Autoimmune diseases are a family of more than 80 chronic illnesses. According to the National Institutes of Health, up to 23.5 million Americans, or more than 7 percent of the population, suffer from an autoimmune disease. Autoimmune disorders arise when the body’s immune system, which is meant to protect you from disease and infection, mistakenly attacks healthy cells as if they were invading a virus or bacteria. Autoimmune diseases include arthritis, ulcerative colitis, Crohn’s Disease, Graves’ disease, lupus, Sjögren’s syndrome, and multiple sclerosis. Some other illnesses that commonly affect women such as Fibromyalgia and Chronic Fatigue Syndrome (although not classified as autoimmune diseases) have similar symptoms including fatigue and chronic pain. Common symptoms of autoimmune diseases include chronic joint or muscle pain, extreme fatigue, difficulty sleeping, weakness, nausea, headache, and depression.

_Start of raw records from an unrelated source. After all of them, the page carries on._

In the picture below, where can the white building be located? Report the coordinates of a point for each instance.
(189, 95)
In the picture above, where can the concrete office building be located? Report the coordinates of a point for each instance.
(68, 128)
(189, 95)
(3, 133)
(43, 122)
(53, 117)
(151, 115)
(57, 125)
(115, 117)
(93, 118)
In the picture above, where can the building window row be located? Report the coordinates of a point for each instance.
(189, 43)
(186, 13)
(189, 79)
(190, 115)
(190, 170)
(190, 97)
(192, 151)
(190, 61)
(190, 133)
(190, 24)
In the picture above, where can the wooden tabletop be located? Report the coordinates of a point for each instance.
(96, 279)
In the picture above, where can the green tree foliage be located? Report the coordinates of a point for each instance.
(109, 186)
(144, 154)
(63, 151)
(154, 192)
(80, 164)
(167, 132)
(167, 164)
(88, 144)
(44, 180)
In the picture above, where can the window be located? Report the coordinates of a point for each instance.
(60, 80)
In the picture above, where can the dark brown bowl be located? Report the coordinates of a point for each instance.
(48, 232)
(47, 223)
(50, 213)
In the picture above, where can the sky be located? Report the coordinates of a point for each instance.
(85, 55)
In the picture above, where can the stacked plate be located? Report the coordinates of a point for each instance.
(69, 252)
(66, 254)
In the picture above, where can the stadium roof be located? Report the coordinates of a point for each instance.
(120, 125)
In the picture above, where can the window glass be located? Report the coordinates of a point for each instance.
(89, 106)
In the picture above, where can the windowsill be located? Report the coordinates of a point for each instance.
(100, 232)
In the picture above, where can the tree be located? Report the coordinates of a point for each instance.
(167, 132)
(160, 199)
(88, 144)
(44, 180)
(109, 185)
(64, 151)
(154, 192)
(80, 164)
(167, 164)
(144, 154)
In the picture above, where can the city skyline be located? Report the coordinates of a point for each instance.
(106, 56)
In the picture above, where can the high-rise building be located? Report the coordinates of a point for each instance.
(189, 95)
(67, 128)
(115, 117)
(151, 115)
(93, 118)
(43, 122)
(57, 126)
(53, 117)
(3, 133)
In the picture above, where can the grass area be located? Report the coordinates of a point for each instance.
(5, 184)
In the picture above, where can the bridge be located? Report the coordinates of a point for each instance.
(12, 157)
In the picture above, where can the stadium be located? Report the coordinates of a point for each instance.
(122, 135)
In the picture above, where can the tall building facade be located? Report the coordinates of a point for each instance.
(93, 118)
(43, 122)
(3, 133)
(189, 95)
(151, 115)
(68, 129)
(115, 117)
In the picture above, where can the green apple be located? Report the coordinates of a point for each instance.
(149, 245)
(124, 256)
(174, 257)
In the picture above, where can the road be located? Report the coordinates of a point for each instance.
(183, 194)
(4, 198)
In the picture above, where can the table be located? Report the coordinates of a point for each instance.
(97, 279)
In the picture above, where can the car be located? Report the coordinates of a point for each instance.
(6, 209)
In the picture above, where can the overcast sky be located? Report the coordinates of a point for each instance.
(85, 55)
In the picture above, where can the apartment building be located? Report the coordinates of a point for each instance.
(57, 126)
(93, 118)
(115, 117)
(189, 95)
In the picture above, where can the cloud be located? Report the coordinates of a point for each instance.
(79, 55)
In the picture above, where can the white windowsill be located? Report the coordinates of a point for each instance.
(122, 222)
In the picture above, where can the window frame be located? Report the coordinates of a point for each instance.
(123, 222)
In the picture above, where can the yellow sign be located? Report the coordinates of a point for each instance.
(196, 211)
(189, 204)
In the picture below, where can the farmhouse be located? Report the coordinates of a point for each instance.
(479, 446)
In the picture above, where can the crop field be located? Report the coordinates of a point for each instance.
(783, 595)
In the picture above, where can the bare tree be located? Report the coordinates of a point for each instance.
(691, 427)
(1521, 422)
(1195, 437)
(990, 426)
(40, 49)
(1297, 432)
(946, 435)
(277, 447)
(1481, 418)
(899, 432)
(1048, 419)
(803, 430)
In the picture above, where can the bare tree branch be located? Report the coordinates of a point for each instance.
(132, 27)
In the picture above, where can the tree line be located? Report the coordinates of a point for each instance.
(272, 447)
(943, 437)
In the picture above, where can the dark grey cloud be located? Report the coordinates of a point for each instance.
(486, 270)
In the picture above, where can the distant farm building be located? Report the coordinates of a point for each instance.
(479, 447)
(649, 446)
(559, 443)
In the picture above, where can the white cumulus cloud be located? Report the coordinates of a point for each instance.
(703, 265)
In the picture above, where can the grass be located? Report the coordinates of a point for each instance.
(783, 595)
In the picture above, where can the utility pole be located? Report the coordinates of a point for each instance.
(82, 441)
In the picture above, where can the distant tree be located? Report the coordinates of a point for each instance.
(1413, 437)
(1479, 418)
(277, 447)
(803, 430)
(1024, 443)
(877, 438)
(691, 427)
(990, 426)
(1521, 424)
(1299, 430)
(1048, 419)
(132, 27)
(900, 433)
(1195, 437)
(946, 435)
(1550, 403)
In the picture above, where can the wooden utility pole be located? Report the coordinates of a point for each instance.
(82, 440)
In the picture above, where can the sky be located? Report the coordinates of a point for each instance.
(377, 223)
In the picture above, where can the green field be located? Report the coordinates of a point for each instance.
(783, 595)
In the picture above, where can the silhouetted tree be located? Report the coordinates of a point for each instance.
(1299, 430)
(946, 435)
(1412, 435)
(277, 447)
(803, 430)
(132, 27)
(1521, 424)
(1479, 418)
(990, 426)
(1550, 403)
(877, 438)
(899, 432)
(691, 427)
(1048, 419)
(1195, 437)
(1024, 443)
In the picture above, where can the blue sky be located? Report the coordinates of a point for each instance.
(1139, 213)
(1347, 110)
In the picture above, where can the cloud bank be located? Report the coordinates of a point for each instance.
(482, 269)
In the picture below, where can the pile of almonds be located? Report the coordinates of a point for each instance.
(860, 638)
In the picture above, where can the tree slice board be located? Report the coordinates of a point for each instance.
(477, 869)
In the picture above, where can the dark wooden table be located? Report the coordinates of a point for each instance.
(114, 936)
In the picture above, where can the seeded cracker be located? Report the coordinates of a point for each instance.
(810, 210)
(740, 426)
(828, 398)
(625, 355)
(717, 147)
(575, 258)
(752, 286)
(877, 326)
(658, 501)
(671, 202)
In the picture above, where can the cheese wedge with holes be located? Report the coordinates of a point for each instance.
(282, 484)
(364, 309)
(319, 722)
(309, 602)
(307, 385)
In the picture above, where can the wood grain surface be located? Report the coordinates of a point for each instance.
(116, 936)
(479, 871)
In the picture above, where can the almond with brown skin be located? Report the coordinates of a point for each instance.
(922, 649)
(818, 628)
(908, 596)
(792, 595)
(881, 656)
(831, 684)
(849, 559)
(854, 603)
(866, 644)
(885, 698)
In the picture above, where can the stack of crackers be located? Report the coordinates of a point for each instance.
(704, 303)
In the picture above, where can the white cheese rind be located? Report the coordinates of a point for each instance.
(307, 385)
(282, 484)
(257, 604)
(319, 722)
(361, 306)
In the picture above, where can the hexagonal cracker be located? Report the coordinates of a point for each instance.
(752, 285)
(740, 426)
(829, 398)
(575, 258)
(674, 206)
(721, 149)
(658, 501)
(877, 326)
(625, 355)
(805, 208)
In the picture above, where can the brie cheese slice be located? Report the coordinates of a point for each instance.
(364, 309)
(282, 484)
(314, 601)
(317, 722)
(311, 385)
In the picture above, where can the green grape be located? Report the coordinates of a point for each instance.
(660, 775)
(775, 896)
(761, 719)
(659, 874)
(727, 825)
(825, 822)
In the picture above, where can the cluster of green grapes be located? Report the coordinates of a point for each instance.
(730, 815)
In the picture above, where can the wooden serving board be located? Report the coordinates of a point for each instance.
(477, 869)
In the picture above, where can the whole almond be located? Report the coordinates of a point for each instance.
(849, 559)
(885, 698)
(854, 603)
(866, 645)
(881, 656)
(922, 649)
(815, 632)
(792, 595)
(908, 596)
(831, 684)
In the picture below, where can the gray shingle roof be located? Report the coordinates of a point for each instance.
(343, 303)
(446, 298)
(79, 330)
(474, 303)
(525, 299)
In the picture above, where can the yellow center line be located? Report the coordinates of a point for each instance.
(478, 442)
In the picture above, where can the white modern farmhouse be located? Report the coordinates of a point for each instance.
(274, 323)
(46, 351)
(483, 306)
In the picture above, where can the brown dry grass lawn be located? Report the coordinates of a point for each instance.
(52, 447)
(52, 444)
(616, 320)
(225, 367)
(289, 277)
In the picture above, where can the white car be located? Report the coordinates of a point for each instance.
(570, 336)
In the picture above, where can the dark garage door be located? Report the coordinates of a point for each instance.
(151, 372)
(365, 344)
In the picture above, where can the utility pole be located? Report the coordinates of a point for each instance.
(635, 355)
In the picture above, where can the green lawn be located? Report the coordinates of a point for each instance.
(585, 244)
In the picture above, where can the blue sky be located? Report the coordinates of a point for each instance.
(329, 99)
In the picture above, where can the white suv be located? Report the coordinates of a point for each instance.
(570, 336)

Staying Active Is Important
Many people with an autoimmune disease go through periods of being symptom-free, and then have sudden onset of severe symptoms called flares. It’s understandable that when you’re not feeling well, you may avoid exercise because it’s difficult to find the motivation and energy to be active. For many people with autoimmune disorders, however, moderate low-impact exercise and physical activity can be of tremendous benefit to their quality of life. Keeping active is especially important when you have an autoimmune disease for several reasons: exercise boosts physical energy; endorphin production is a natural painkiller; exercise can help reduce inflammation throughout the body; and exercise also helps combat the depression and anxiety that also often accompany this type of illness.
Exercise Tips for People with Autoimmune Disease
Here are some tips for exercising when you have an autoimmune illness:
- Go at your own pace and figure out what works for you. Not everyone’s experience of autoimmune disease symptoms is the same. Start slowly with your workouts and work your way up to more challenging ones. Some days will be harder than others—adjust your workout accordingly. If you miss a day because of a flare, don’t beat yourself up about it, just make sure you get back to the gym as soon as you can.
- Have good support systems. Talk to your health care providers about your plans to exercise and ask for their input. Make an appointment at your gym to have a fitness assessment with a personal trainer. You may also find it fun and motivating to have a fitness buddy other than your trainer, someone you can attend group classes with, or even just meet a designated time to hit the cardio machines or do weights together.
- Keep a journal of your daily activities, including when you exercise, the activities you did, and what you ate. If you find yourself overly exerted, you will probably see patterns start to emerge when you have the most or least amount of energy. Take these into consideration and adjust your routine to fit you best.
- Give your body the fuel it needs to succeed. You may even want to consider an anti-inflammatory diet. Many autoimmune disorders create inflammation in the body, which leads to muscle and joint pain, as well as fatigue. You can consult with a nutritionist to see whether there are diet changes you can make to help you be successful.
- Rest! Your body may have a hard time adjusting to the workload you are putting it through. Allow yourself to get adequate rest. Remember, this is a lifelong condition that requires lifelong attention.